When a broker shows you a home and sells you on its merits and you find out later the broker owned the home, the law has been broken and the process has been tainted. I am going to bet that when they have to finally cough up the documents and stop spouting nonsense they will have served in the dual role of auctioneer and secret undisclosed owner. And all else will have been long forgotten.

There are several problems with Mr. Halsey’s position. The first is that generally, unless a broker (of art or real estate) is acting as an agent of the buyer, the broker owes no duties to the buyer. In other words, the broker does not have any duty to explain its financial interest in the transaction. In fact, generally when you buy from a broker you know the broker is acting on behalf of the seller and that the broker’s fee will be depend on how high the selling price is. In short, a broker acting on behalf of a seller very often, if not almost always, has an interest in maximizing the sale price. He’s a salesman, and we know how to take the words of a salesman.  Sotheby’s may be high end, but the truth of the matter is that it’s full of salesman whose products happen to be very expensive art.

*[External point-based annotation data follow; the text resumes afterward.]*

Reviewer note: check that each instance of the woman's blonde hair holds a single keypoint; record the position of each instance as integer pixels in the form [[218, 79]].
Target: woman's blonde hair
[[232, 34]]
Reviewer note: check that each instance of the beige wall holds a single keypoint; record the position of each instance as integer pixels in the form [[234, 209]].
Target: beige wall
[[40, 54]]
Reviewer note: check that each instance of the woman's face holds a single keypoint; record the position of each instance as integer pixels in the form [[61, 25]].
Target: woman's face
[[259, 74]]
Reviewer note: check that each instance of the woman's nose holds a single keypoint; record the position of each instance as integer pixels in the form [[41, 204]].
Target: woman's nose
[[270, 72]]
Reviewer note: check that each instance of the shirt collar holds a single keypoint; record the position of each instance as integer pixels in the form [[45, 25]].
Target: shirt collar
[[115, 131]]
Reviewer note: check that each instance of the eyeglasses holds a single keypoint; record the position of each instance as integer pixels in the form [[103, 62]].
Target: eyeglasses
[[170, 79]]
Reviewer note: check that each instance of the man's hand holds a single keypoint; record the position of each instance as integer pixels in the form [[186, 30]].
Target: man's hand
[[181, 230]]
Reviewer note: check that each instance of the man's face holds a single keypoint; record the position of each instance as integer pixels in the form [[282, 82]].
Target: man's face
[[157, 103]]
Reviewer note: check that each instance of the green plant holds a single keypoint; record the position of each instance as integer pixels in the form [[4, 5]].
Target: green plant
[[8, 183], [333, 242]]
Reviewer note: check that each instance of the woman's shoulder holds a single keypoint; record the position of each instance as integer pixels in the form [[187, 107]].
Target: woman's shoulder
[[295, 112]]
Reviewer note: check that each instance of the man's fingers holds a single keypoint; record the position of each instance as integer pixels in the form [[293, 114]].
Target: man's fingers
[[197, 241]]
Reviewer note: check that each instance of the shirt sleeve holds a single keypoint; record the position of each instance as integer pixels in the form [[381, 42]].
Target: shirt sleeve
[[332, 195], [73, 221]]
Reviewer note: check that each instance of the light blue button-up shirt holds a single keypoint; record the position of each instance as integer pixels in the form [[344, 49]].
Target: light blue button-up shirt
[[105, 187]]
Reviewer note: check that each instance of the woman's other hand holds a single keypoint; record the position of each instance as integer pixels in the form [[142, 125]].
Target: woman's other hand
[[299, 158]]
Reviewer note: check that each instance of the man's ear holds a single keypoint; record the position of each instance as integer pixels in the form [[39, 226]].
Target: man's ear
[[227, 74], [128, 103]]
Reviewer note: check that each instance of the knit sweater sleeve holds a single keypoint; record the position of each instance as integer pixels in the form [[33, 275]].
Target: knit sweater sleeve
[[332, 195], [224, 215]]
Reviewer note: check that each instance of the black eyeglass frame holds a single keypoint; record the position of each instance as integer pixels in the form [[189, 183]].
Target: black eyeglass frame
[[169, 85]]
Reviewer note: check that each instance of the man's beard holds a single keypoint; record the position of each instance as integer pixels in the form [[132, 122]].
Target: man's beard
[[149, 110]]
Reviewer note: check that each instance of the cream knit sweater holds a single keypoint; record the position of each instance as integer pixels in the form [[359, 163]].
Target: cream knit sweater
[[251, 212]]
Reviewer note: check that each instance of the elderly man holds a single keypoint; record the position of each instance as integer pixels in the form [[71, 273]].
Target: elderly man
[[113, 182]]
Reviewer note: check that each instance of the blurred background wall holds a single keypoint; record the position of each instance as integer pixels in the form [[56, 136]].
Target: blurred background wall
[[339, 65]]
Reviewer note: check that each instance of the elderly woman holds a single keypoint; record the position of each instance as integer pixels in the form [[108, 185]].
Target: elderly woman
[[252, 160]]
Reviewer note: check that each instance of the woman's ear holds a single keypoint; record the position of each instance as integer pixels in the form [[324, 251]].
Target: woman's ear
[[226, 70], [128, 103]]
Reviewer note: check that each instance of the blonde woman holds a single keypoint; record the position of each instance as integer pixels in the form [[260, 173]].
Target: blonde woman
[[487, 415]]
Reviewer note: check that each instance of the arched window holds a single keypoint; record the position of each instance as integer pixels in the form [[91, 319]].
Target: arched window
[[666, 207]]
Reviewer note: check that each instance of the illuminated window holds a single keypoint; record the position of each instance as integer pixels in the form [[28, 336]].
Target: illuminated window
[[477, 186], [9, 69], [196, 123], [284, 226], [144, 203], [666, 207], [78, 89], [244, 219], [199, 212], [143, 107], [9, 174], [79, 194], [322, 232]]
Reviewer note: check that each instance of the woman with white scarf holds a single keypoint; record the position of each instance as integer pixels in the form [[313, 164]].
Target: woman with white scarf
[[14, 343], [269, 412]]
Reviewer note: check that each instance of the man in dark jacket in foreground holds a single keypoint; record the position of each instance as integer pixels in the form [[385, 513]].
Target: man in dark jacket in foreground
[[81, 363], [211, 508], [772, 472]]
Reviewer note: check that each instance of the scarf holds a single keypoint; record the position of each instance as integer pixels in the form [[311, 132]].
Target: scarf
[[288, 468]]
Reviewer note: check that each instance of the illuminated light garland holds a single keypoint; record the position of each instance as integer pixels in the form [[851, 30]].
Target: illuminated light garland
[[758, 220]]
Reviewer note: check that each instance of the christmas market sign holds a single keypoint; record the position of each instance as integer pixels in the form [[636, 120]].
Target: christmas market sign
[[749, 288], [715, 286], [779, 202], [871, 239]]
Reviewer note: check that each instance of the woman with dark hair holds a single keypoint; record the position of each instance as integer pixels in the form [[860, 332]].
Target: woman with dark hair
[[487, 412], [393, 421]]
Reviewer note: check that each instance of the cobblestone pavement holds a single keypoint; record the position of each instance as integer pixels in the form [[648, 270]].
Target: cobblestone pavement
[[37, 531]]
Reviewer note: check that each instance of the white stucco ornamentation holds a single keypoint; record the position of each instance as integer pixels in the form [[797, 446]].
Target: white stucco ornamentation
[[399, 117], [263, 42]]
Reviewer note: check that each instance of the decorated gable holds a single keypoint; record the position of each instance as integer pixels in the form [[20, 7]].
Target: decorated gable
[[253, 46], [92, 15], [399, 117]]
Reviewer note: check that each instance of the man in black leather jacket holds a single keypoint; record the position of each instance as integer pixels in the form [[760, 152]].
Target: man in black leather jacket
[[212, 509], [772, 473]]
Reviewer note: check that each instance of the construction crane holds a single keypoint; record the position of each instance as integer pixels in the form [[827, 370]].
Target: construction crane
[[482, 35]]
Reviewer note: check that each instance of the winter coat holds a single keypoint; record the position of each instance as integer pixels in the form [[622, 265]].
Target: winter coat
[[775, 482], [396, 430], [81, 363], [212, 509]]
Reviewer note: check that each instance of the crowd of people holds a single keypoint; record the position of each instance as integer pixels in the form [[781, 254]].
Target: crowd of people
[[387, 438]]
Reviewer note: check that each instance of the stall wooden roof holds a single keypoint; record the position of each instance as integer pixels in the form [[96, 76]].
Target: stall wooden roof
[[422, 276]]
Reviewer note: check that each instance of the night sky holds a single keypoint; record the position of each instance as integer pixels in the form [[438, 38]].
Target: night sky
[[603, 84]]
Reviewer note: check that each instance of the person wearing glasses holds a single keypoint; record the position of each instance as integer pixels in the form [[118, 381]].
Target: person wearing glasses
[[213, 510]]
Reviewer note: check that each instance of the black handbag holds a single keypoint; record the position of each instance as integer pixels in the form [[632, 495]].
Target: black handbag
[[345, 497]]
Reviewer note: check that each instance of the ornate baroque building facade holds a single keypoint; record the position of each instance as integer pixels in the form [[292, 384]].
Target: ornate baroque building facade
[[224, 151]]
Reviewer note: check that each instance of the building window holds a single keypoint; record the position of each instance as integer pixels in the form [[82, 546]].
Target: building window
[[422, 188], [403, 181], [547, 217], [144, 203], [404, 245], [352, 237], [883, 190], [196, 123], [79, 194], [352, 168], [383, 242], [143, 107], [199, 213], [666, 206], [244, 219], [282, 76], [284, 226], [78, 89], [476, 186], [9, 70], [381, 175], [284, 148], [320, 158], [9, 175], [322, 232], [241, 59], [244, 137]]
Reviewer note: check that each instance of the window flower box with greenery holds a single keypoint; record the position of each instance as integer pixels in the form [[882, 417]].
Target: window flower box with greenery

In addition, according to the Times story, the sale of the paintings by Sotheby’s attracted a lot of attention at the time because of the financial problems  of the paintings’ owner. It doesn’t stretch the imagination to suppose, therefore, that Mr. Halsey knew at the time of the sale that Sotheby’s had an even greater interest in the painting than a broker’s fee based on a percentage of the sale price.

Of course, whether he has the money or not Mr. Halsey may be trying to back out of a deal for an asset that, like most other assets these days, isn’t what it was worth at the height of the market (not that long ago, but a time that is rapidly fading from memory).